Следовательно, они восприняли именно идеальную составляющую процесса - специфические формы сигналов, «считали» закодированную ими информацию (тоже идеального характера), а затем реализовали её в поведении. То есть в отличие от собственно события, сообщающие о нём сигналы животным не обязательно «отслеживать лично», напрягая собственные способности распознавания, рассудочной деятельности и пр.
Реальность существования дифференцированных форм демонстраций и репрезентируемых ими инвариантов сигналов подтверждается
- рядом косвенных, но более чем убедительных данных (
1-
2),
-
прямыми экспериментами по направленному изменению формы (+
тут).
В какой-то момент, когда инвариант формы сигнала, «обрисовываемой» данной демонстрацией, искажается больше некоторого предела, так что теряет самотождественность, сигнал сразу перестаёт действовать, в том числе вызывать выработанный на него условный рефлекс, скажем оборонительный, как в опытах с сонями, кошками, куторами и пр. Хотя стимулирующее воздействие звуков или мелькающих телодвижений, которыми сложена акустическая или визуальная форма сигнала, сохраняется в полной мере. Следовательно, специфическое действие сигналов в коммуникации животных связано именно со спецификой формы, предъявляемой каждой конкретной демонстрацией. Поэтому при всяком увеличении «помех коммуникации» взаимодействующие особи ещё больше «подчёркивают границы» между последовательными демонстрациями, они не расплываются, не сливаются при увеличении «шума», как предсказывает модель Е.Н.Панова, но прямо наоборот.
У животных такие сигналы
инстинктивны, их распознавание и отреагирование - процесс автоматический, отнюдь не задействующий их индивидуальность, а проходящий на более низком уровне центров среднего и промежуточного мозга. Чему есть красивые нейрофизиологические данные (
1-
2), противопоставляющие животных и человека. Всё происходит примерно как модем опрашивает сеть, и получив (в «должном» месте взаимодействия) «должный» сигнал, сообразно ему меняет характер ретранслируемого сигнала - или оставляет прежде передаваемый без изменений. См.

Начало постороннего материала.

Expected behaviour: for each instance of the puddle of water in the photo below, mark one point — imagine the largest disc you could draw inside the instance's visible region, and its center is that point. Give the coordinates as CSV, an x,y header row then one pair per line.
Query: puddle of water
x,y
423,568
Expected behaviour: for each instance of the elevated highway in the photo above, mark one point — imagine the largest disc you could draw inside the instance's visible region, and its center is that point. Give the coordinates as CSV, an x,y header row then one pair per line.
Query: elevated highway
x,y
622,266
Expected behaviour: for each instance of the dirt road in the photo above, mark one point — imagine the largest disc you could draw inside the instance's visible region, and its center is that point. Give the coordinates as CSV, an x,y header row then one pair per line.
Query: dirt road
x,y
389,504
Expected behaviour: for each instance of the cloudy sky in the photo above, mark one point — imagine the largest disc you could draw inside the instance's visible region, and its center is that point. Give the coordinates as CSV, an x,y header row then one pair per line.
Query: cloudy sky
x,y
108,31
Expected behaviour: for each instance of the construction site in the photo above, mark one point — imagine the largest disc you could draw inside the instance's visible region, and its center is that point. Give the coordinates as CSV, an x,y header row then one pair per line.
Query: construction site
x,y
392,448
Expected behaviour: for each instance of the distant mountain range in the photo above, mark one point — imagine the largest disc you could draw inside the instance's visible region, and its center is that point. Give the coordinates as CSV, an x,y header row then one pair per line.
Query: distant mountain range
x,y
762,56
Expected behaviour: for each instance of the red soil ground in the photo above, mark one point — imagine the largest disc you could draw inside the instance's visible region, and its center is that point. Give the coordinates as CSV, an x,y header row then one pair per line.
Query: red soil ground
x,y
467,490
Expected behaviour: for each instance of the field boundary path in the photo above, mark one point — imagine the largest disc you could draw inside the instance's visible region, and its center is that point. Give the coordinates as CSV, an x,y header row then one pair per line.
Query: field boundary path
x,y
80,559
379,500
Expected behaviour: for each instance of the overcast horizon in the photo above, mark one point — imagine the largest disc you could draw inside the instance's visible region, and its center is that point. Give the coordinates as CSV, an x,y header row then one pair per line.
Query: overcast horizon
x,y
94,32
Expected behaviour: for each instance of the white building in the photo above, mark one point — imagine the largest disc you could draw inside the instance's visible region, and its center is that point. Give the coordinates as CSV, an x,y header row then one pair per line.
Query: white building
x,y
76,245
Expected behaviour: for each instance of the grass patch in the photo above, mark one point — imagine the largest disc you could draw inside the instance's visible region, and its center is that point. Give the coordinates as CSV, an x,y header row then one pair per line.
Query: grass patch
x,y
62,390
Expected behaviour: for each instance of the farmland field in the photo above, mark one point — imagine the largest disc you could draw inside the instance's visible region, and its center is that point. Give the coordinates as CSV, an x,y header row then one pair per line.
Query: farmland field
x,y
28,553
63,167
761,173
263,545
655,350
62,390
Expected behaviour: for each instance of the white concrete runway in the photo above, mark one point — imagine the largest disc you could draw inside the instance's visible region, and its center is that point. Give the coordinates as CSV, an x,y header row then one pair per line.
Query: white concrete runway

про живые машины Тьюринга.
Животное лишь, в отличие от модема, продуцирует сигнал, воспроизводя его «материальный носитель» - одну из демонстраций видового репертуара в собственных телодвижениях, исполняемых со стереотипностью не ниже некоторой, чтобы получатель мог устойчиво/однозначно воспринять инвариант формы сигнала. Поэтому он исполняется вопреки «шуму» и «возмущениям», созданным всеми прочими (тело)движениями участников и событиями вокруг, и никогда не использует такого рода «переливы фона» для сигнализации
[1]. Также для восприятия сигналов, продуцируемых оппонентом, лучше, чтобы получатель уже предъявлял некоторую демонстрацию (одну из N поз репертуара), чем находился в обыденной позе. Та индивидуальность животного, которую изучают зоопсихологи
[2], тут совершенно не при делах.
В отличие от Homo sapiens, где всякая передача сигналов и вообще восприятие мира, его форм и структур, с соответствующей реакцией на них в деятельности совершенно немыслимы без ментальных репрезентаций, индивидуального понимания, личной эмоциональной окраски происходящего, и иных форм включения индивидуальности в коммуникацию с миром. У животных - наоборот, из коммуникации с миром индивидуальность участника исключена (она работает в сфере витальных потребностей, обеспечиваемых вне сферы коммуникации - где-то это корм, где-то безопасность, где-то - и спаривание; от вида зависит), это область кооперативной реализации видовых инстинктах в соответствующих сообществах, в соответствующем кругу социальных компаньонов животного (лоренцевский Kumpan) и пр.
Непонимание этого есть подспудный антропоморфизм, когда участников коммуникации животных считают действующими по той же схеме, что и мы грешные - руководствуясь собственным умом, чувствами и пр., только ум сильно хуже, а чувства порезче. То есть по умолчанию «мерят на свой аршин» (или наш общий), не понимая, что филогенетический путь от человека к животным предполагает качественный скачок, связанный с
разрушением инстинктов и деградацией «общеобязательных» систем видовых сигналов «типа верветок».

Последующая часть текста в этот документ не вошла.